Les exemples sont très nombreux et émanent aussi bien d’initiatives individuelles que d’actions organisées au sein d’associations, de collectifs ou de fondations. Les réseaux d’entraides foisonnent non seulement chez nous, mais également partout ailleurs dans le monde (aux USA on en dénombre plus de cinq cents mille). L’être humain est enclin à collaborer avec les autres, lorsque l’occasion lui en est donnée, pour le plaisir de contribuer à l’intérêt général**. Sur le web, les sites de dons prolifèrent et les gens offrent à de parfaits inconnus des objets dont ils ne se servent plus (co-recyclage.com). Les initiatives prônant l’entraide et la bienveillance se multiplient.

Ainsi dix-sept pays dans le monde organisent chaque année la journée de la gentillesse. Sans oublier ces fameuses séances de free hugs ou encore toutes les séquences intitulées random acts of kindness, que l’on pourrait traduire par des « actes de bonté aléatoires ». Les modèles de coopération se multiplient en ligne. Des milliers d’internautes partagent leurs connaissances sur Wikipédia. Des professeurs apportent un soutien scolaire aux plus jeunes, sans se faire rémunérer. Ils créent des pages, exposent leurs cours, énoncent des exercices et fournissent leurs corrigés. Les lycéens préparant leurs examens du baccalauréat ne peuvent qu’en témoigner.

Des études ont montré que les interactions en ligne, loin de créer un repli sur soi, encouragent au contraire, une plus grande sociabilité dans la vie de tous les jours.

The millenials, la génération du millénaire, se composant de ces deux milliards de jeunes ayant grandi avec internet nous en donne la preuve.

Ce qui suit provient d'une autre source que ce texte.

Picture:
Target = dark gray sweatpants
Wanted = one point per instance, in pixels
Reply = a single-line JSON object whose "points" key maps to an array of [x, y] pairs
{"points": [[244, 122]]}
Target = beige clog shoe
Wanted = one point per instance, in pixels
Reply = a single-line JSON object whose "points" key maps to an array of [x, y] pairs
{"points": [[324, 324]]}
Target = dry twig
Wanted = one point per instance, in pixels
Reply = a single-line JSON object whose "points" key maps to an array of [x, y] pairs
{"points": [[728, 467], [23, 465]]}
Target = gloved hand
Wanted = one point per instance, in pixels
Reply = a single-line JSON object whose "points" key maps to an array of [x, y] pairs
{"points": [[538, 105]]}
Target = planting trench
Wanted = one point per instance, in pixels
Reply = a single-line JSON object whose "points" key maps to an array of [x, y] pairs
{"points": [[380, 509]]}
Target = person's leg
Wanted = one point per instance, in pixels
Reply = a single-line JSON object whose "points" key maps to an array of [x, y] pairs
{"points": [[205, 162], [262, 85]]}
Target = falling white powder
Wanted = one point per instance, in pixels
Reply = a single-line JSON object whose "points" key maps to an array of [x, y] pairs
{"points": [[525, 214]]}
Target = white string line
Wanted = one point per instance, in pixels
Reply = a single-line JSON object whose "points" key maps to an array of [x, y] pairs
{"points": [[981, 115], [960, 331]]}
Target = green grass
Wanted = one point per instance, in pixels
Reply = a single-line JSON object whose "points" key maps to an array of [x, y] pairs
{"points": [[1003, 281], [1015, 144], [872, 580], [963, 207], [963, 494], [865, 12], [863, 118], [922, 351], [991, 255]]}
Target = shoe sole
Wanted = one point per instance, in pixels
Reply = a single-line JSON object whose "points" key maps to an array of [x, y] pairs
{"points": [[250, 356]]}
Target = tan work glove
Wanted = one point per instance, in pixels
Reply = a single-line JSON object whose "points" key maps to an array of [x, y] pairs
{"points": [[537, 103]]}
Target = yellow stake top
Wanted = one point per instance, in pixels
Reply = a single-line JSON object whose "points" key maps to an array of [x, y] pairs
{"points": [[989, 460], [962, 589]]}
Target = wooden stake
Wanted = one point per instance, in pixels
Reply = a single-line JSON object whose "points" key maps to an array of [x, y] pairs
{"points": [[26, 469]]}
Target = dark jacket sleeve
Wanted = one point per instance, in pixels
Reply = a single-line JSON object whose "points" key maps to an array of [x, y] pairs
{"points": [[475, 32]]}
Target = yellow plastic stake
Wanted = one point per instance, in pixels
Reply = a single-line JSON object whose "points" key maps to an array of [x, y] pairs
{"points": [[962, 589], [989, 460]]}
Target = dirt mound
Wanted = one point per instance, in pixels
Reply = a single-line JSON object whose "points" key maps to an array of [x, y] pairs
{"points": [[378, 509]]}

En effet, cette génération également surnommée la « génération G*** » et contrairement à la génération X (personnes nées dans les années 60 et 70) et à la génération Y (nées dans les années 80) se compose d’individus consommateurs et citoyens. Pour eux, la générosité, l’échange, l’attention portée aux autres, représentent des éléments de satisfaction personnelle.

La simple consommation ne constitue pas pour eux une valeur sociale. Il s’agit plutôt d’un comportement responsable et citoyen. La culture du web, élaborée par des personnes qui donnent, échangent et collaborent, les a habitués aux notions de partage et de générosité. Une des conséquences directes de ce phénomène est l’habitude de la gratuité. Cela les amène à privilégier le troc et le recyclage à l’achat. Évoluant dans un contexte de crise, la génération G est attentive aux prix, à la recherche de services rapides et préfère les marques socialement responsables. L’engagement de celles-ci dans une cause constitue un facteur déclencheur d’achat : pour des produits concurrents à prix équivalents, on privilégie la marque engagée.

Aujourd’hui, nous sommes confrontés à un concours de circonstances uniques. Cette situation n’a rien d’exceptionnel. Toutes les générations humaines ont dû se confronter un jour ou l’autre à une problématique similaire : comment vit-on dans des conditions hostiles? Vous imaginez si nos ancêtres chasseurs-cueilleurs, aient attendu que les gros carnivores se lassent du goût de la chair humaine pour assurer leur survie, au lieu de faire preuve d’ingéniosité pour s’adapter à la situation et surmonter les difficultés ?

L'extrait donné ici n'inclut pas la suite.